U.S. Treasury Secretary Janet Yellen is reviving a regulatory working group to study risks that hedge funds pose to the financial system, she announced Wednesday.
Yellen told regulators at the Financial Stability Oversight Council greater scrutiny was needed after the pandemic showed hedge funds can sometimes increase market instability.
“The pandemic showed that leverage of some hedge funds can amplify stresses,” she said, according to prepared remarks. “We are re-establishing the working group so that we can better share data, identify risks, and work to strengthen our financial system.”
Yellen’s revival of the FSOC’s hedge fund working group, which the Trump administration had shuttered, is the latest sign the Biden administration could pursue stricter rules on the growing nonbank portion of the financial system.
The announcement came after the meltdown this week of leveraged hedge fund Archegos Capital Management, which inflicted losses on Credit Suisse, Nomura and other intermediaries.
She also announced she was directing an interagency review to determine if more needs to be done to address vulnerabilities within money market funds and open-end mutual funds, which also experienced stress during pandemic-driven turmoil, requiring government intervention.
The council, led by Treasury and including heads of the Fed, the Securities and Exchange Commission and other major financial regulators, met for the first time under Yellen Wednesday.
For the first time, the meeting included a public session to discuss financial system risks from climate change.
Archegos’ failure to meet margin calls is the third significant market episode in a year involving faltering hedge funds or open-end mutual funds.
Thus far, the damage from the Archegos incident has been limited to a handful of stocks, including ViaComCBS Inc and Discovery Inc, but concerns are rising that trillions of dollars in government coronavirus aid will fuel more market risk-taking.
FSOC BACKTRACKED UNDER MNUCHIN
Former Treasury Secretary Jack Lew used the FSOC from 2014 to 2016 to focus on risks posed by hedge funds and asset managers, forming a working group to study their use of leverage.
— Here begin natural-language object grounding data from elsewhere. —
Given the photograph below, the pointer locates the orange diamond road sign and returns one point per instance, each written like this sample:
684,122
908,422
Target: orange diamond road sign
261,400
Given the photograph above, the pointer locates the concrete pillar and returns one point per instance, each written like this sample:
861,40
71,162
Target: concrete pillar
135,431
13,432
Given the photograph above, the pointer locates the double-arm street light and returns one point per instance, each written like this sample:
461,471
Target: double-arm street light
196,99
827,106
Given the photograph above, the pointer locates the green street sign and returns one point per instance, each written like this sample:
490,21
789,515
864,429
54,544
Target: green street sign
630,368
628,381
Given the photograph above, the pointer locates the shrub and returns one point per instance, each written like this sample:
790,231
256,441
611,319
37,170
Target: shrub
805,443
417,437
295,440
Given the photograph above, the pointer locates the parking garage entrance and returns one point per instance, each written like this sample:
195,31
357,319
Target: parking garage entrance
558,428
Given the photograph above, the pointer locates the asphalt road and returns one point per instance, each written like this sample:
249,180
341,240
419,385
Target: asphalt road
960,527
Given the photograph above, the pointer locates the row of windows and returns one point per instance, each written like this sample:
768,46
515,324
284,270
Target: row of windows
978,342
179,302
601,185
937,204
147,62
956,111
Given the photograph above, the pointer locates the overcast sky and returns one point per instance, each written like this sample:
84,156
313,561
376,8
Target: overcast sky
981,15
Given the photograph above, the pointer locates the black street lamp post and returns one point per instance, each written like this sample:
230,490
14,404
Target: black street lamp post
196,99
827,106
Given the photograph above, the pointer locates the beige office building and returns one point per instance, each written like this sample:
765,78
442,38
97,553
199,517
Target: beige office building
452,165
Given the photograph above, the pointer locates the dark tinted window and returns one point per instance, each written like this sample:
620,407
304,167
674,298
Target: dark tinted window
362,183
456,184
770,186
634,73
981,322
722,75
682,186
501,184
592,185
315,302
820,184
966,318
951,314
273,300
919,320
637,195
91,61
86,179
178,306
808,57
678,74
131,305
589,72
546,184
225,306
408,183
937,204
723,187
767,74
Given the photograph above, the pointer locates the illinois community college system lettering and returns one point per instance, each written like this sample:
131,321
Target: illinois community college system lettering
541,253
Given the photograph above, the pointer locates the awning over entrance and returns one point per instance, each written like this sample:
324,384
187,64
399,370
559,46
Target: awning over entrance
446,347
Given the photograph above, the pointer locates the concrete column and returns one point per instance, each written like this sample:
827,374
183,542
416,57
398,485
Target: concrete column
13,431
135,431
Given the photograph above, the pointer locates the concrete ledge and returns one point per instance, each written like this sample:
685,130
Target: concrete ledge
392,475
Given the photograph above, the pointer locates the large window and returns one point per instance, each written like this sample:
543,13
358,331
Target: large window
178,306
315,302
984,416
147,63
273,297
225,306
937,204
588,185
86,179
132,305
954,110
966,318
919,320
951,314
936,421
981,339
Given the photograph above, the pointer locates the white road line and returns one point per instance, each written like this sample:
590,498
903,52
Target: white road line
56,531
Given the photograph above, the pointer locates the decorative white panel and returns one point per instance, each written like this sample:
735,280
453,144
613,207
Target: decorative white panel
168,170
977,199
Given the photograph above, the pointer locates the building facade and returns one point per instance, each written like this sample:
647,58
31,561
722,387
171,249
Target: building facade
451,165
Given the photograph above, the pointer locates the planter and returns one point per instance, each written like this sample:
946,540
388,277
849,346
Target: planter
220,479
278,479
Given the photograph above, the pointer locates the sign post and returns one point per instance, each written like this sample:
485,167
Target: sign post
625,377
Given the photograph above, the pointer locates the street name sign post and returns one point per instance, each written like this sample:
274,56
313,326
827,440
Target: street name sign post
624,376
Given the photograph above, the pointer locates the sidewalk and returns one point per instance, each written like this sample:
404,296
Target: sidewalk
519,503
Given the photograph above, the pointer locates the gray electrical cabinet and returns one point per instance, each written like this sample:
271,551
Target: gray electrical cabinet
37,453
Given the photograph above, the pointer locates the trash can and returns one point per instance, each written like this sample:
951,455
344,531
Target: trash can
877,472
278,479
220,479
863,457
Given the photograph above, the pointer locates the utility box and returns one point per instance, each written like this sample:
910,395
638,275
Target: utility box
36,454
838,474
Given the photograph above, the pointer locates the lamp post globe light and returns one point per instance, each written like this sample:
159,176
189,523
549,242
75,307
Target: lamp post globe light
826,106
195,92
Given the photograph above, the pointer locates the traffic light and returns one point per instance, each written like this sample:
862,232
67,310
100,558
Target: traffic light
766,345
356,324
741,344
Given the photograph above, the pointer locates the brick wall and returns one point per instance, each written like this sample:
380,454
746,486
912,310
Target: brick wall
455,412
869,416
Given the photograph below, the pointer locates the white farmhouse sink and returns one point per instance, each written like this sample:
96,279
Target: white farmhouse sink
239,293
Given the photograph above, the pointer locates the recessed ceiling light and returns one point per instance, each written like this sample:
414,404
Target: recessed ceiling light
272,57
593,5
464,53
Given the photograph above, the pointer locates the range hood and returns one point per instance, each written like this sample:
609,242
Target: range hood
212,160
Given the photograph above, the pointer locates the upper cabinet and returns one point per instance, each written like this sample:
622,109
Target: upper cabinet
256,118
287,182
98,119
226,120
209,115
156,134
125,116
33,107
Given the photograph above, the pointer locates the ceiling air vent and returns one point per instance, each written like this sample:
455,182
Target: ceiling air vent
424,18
Yellen, an FSOC member as Fed chair, backed these initiatives.
Former President Donald Trump’s Treasury secretary, Steven Mnuchin, abandoned the working group. The FSOC also weakened rules on the designation of nonbank financial institutions as systemically important.
Yellen said at her confirmation hearing in January that she still thought leverage was worth studying, citing the market problem last March.
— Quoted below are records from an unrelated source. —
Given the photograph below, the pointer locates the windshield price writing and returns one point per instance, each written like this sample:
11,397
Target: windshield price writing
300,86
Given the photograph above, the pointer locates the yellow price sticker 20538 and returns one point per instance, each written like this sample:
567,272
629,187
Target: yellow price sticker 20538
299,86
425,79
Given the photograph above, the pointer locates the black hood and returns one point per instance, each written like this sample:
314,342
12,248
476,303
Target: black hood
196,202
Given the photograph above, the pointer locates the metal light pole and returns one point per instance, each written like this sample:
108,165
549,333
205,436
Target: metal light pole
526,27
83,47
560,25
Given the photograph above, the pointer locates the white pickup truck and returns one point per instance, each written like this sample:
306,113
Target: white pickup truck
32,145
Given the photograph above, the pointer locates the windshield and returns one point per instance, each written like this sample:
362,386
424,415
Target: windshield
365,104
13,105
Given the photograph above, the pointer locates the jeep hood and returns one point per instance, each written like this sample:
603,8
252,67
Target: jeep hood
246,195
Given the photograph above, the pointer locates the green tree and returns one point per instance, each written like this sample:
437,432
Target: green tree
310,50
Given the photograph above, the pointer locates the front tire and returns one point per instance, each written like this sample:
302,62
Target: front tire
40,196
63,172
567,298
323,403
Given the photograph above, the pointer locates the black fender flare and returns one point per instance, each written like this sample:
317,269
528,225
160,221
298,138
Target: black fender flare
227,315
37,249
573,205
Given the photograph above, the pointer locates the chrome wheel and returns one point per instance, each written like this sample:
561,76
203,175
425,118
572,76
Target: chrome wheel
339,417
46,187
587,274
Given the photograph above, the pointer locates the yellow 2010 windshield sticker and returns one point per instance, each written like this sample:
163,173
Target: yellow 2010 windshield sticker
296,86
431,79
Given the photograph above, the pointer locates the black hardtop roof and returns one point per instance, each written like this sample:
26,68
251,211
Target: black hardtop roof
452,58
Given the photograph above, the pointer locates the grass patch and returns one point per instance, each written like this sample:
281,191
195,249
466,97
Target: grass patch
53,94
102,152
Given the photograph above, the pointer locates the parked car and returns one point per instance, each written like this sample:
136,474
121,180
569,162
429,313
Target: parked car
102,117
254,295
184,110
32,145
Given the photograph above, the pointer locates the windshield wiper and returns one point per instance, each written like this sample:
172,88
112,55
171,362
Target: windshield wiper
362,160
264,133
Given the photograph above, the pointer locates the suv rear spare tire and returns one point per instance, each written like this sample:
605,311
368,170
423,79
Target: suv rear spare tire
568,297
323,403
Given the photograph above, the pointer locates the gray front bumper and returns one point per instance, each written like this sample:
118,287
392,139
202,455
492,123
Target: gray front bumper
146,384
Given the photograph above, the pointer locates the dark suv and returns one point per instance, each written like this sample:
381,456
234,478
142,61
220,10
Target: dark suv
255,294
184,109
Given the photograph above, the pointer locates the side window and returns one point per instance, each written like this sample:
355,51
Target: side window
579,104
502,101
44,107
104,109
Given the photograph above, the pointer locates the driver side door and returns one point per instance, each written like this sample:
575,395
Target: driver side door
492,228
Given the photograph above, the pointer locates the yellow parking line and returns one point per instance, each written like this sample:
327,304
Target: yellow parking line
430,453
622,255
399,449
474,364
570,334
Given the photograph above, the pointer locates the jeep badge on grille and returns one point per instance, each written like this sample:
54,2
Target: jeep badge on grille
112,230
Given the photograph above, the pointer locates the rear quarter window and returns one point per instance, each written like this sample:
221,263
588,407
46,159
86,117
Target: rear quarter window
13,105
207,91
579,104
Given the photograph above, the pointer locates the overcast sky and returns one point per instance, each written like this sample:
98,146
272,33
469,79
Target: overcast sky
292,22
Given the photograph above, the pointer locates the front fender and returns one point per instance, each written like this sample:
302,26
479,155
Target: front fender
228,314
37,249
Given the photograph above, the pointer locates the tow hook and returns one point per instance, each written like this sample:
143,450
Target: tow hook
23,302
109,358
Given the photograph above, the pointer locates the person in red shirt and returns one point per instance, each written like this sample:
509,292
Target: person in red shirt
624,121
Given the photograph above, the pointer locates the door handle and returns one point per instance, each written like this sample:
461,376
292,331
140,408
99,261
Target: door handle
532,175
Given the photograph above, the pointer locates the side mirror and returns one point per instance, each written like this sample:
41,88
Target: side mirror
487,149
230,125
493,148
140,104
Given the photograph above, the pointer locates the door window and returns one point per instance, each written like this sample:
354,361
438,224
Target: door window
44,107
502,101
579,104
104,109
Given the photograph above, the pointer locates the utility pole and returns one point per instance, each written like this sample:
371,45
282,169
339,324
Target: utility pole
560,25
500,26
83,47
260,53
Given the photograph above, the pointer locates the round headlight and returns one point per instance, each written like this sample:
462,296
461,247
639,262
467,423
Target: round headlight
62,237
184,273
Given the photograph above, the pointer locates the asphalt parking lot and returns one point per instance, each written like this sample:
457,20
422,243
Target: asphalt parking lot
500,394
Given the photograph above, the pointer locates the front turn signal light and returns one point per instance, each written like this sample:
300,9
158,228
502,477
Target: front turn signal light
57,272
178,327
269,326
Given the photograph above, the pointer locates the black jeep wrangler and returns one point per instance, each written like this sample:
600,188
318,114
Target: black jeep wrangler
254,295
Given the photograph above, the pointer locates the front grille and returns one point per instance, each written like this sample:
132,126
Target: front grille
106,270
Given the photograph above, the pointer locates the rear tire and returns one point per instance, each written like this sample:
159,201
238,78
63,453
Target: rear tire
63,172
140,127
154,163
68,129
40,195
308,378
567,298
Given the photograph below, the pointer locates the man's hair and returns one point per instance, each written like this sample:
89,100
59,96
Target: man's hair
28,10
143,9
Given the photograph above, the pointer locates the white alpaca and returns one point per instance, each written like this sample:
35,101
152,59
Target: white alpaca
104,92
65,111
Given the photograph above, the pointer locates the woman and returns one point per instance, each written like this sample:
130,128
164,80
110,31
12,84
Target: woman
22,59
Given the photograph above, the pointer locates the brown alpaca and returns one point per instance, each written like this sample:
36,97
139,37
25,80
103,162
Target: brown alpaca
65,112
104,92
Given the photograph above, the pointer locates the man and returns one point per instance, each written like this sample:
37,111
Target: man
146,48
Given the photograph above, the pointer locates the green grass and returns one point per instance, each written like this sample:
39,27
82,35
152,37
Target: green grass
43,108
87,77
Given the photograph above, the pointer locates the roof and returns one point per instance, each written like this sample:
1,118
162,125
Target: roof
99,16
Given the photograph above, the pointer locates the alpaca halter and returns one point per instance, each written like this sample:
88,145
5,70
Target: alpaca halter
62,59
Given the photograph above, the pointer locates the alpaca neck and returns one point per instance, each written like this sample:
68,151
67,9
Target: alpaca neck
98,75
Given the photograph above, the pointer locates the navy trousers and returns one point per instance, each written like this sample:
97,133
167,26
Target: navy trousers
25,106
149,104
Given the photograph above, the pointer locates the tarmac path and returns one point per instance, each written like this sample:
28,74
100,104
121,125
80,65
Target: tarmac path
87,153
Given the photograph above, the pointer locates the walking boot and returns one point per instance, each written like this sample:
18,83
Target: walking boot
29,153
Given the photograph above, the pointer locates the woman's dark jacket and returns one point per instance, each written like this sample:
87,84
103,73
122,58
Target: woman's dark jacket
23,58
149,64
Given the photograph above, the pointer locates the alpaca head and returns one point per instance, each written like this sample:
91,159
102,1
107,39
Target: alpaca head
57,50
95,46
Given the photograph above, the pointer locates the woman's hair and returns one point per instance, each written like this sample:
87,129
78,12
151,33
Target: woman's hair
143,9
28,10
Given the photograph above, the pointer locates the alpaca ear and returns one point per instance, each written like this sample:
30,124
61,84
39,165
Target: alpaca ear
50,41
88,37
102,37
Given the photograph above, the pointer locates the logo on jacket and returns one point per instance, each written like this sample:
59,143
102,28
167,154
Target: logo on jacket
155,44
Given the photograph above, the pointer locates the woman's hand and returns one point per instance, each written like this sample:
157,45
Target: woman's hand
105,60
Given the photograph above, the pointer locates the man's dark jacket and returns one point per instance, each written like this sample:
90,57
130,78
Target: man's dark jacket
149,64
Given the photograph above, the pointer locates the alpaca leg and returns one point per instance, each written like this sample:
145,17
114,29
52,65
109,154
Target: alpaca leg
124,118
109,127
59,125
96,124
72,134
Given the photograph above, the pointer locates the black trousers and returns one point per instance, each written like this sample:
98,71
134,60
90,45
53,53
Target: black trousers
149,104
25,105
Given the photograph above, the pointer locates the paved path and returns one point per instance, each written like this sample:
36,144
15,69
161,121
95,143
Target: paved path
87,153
“This is an activities-based approach that FSOC is pursuing and I thought that was the right approach and I would want to look again at some of those approaches,” Yellen said.
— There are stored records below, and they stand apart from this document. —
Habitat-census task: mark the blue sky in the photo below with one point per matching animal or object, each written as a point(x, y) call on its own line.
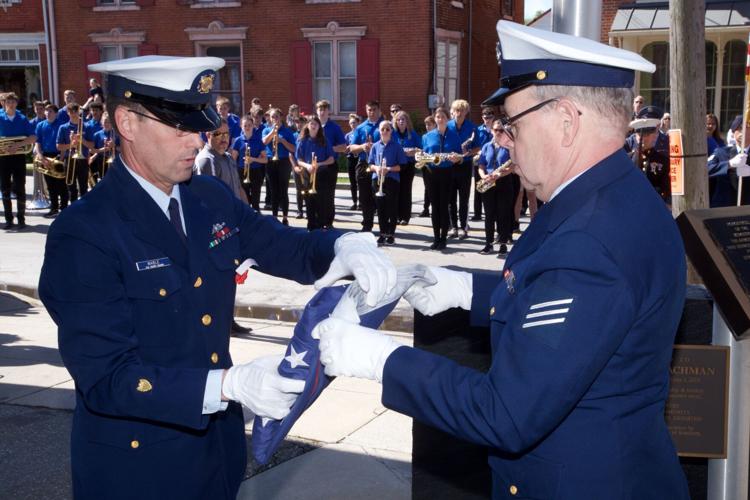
point(531, 6)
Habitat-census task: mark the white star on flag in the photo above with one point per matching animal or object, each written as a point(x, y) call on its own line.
point(296, 359)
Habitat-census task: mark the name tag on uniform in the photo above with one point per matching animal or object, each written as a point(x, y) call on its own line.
point(147, 265)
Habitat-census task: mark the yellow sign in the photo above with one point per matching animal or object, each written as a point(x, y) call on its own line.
point(676, 162)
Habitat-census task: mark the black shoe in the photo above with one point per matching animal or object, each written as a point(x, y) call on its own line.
point(238, 329)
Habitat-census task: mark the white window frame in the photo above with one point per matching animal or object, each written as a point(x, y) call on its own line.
point(333, 33)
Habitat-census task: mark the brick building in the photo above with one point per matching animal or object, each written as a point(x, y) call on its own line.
point(283, 51)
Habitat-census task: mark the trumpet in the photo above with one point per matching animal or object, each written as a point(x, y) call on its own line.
point(246, 179)
point(313, 175)
point(484, 185)
point(7, 142)
point(381, 178)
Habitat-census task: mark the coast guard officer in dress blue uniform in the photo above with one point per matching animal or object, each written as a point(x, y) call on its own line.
point(139, 277)
point(584, 315)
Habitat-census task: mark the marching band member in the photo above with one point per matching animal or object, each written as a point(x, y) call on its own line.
point(409, 140)
point(385, 159)
point(351, 159)
point(279, 167)
point(224, 106)
point(337, 140)
point(314, 144)
point(498, 201)
point(462, 173)
point(13, 165)
point(429, 125)
point(484, 135)
point(441, 140)
point(46, 151)
point(364, 137)
point(68, 140)
point(252, 179)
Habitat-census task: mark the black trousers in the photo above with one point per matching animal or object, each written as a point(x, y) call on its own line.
point(387, 205)
point(366, 195)
point(80, 179)
point(13, 179)
point(440, 180)
point(460, 188)
point(498, 206)
point(404, 191)
point(351, 164)
point(278, 184)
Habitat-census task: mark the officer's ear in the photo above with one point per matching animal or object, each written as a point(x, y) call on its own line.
point(570, 118)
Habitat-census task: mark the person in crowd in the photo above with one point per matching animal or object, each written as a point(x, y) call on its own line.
point(315, 155)
point(140, 280)
point(352, 159)
point(248, 147)
point(13, 123)
point(445, 142)
point(405, 135)
point(336, 138)
point(386, 159)
point(462, 172)
point(224, 107)
point(280, 143)
point(713, 134)
point(364, 137)
point(498, 200)
point(583, 318)
point(429, 125)
point(649, 150)
point(45, 151)
point(74, 141)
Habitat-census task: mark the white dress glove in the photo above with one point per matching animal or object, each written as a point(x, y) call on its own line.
point(259, 386)
point(738, 160)
point(350, 350)
point(453, 289)
point(357, 255)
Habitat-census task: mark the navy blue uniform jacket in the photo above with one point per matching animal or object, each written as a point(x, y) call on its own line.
point(582, 324)
point(142, 318)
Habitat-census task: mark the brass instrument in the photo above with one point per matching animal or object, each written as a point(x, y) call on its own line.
point(246, 170)
point(381, 178)
point(7, 142)
point(484, 185)
point(422, 159)
point(56, 168)
point(313, 175)
point(70, 165)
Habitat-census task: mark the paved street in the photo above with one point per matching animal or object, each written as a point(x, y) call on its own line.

Last week, Senator Elizabeth Warren, a Democrat and long-time critic of Wall Street, pressed Yellen on whether she would designate BlackRock Inc and other big asset managers as systemically important financial institutions.
Yellen said it was “important to look very carefully” at the risks posed by these firms, but again backed scrutiny of market activities over company-based designations.
Mark Sobel, a former Treasury and International Monetary Fund official, said that Yellen, as FSOC chair, needs to make clear to regulators what “activities-based” supervision they should apply to hedge funds and asset managers.
Yellen “needs to use the bully pulpit of the FSOC to drill down on these issues and compel the relevant regulatory authorities to act,” Sobel added.